Hello,
I’ve been thinking a lot recently about what it means - as an activist and as a disabled person just trying to live my life - to have hope. What do I have hope for? Is that a useful framing? And actually, do I even have hope as other people understand it?
On the one hand, being an activist is an inherently hopeful thing. To work for change you have to start by believing that change is possible. And I do believe that. “The arc of the moral universe is long, but it bends toward justice” - or something like that, at least. The evidence is there, too. From the conversations I have with friends to the minds I see change at work to the fact that fifty years ago my mates and I might never have even gone to school, the proof of progress is everywhere.
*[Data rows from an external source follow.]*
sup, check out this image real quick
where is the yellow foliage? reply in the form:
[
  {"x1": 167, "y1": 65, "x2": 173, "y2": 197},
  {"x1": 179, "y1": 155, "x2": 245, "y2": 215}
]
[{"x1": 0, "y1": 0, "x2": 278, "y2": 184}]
So yes, maybe there is belief, or just the knowledge that what has been done before can be done again. I hold on to it as tightly as I can.
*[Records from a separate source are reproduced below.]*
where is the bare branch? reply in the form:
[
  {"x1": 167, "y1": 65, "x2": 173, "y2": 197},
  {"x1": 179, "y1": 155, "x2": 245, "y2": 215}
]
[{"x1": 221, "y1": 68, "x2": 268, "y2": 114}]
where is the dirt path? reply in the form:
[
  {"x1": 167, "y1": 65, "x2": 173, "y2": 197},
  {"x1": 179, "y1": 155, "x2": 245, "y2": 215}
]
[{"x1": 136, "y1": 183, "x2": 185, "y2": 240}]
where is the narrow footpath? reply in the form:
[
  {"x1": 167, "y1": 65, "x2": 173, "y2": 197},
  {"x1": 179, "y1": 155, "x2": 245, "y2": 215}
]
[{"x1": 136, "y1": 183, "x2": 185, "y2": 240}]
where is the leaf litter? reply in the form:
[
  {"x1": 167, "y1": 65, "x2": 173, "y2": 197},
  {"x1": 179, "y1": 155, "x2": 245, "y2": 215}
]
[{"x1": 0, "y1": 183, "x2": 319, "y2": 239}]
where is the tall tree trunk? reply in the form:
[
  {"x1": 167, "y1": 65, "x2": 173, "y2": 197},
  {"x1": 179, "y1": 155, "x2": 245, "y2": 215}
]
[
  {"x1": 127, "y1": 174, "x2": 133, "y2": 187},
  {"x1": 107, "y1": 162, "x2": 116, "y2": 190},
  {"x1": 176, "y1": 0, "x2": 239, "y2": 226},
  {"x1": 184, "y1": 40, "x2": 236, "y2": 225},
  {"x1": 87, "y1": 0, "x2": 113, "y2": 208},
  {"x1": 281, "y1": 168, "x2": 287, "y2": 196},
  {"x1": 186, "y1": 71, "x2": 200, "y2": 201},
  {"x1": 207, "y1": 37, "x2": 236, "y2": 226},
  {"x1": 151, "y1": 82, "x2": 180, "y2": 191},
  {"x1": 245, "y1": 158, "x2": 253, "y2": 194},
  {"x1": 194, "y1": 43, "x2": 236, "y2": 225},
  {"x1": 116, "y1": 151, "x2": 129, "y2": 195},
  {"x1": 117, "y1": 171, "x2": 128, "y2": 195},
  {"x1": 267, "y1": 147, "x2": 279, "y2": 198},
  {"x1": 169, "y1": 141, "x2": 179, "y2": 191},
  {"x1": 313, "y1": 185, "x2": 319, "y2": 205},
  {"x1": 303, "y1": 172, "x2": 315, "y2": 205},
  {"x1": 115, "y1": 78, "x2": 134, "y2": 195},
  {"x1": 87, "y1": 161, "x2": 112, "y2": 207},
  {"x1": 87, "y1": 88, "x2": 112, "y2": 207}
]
Because let me tell you, hope is a tricky business. I’ve written before about how, for all the evidence of progress, there is plenty of evidence that in many areas we aren’t really making any headway. I’ve written about how hard it is to even get people to acknowledge that ableism exists, let alone get them to do anything about it. And I’ve written about how relentless that ableism is - from daily patronising comments to life-defining moments of exclusion, from online abuse to systematic oppression by the government, from violence against disabled women to the forced institutionalisation of learning disabled or neurodivergent people. It’s difficult to have hope when there’s a fire everywhere you look.
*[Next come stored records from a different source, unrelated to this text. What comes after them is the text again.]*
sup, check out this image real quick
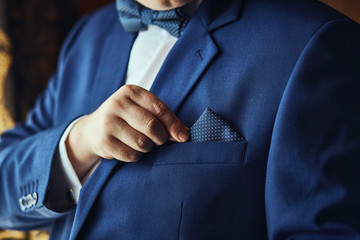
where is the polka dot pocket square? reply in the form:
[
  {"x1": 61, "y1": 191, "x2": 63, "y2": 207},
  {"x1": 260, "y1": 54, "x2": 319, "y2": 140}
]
[{"x1": 189, "y1": 107, "x2": 245, "y2": 142}]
And then there are the very personal ways that I struggle with the concept of hope. One of the many hard things about being disabled is that you can’t assume anything, ever, when it comes to how life might look tomorrow or next year or in a decade. This is actually true for everyone, I know, but nondisabled people live with the illusion of control in a way that looks, well, nice. I was at a gathering this weekend where people were catching up and sharing plans and I was really struck by their casual confidence that things would broadly go to plan. That’s not to say that nondisabled people don’t face real, difficult, painful challenges - of course they do. It’s just that, for some of them, the world sort of just… works. They’re not primed to expect things to go badly, or for some of the things they desperately want to be denied to them simply because society says so. It’s a kind of quiet hope about the future that feels entirely alien to me.
I’m not saying here that I don’t expect good things to happen to me or my disabled friends in the future. Of course I do! I just think that those things will happen because we’ll claw them into being, because we’ll put in the work and fight the wars necessary to get wherever it is we’re trying to go. That’s determination, not hope; it feels different. More motivating, sure, but also fundamentally more depressing. Because, actually, sometimes we won’t be stronger than the forces ranged against us, and, even when we are, sometimes the fight will be too hard and we’ll give up before we make it. That might sound pessimistic to nondisabled people but it isn’t, it’s just an acknowledgement of reality. It’s not that good things won’t happen eventually or that change won’t come - it will, of course it will - it’s that, almost by definition, bad things will happen first.
Knowing this makes it difficult to think of myself as truly hopeful. Pure hope, I think, would require me to ignore what I know to be true - and while it sounds nice, I don’t know that that would help in the long run. I prefer to think of myself and my friends as steeled - ready and raring to defy whoever wants to get in our way. Maybe to some that will sound like a bitter view of life, but it’s not.
Because there is one thing I feel hopeful about: us. Maybe hope isn’t the right word; maybe it’s something akin to faith. But I look at my friends, disabled and not, and at the communities I belong to, and I believe we’ll make it work. I believe we’ll look out for each other, fall apart and put each other back together again. I believe we’ll do hard things and brilliant things and everything in between. I believe we’ll find ways to be happy. I believe we’ll make things better, or at least put our all into trying. Because we already are, every single day. If religious faith is belief in things not seen than my faith in us is simply belief in what I see all around me.
Hope, optimism, belief, faith. Whatever you want to call it, these are slippery notions when it comes to disability. They wax and wane, both over time and between different parts of our lives, but maybe that’s ok. Right now, in a variety of ways and for a variety of reasons, I feel both hope and hopelessness in equal measure. As we learn time and time again, when it comes to disability and ableism, many things can be true at once. This is one of those times.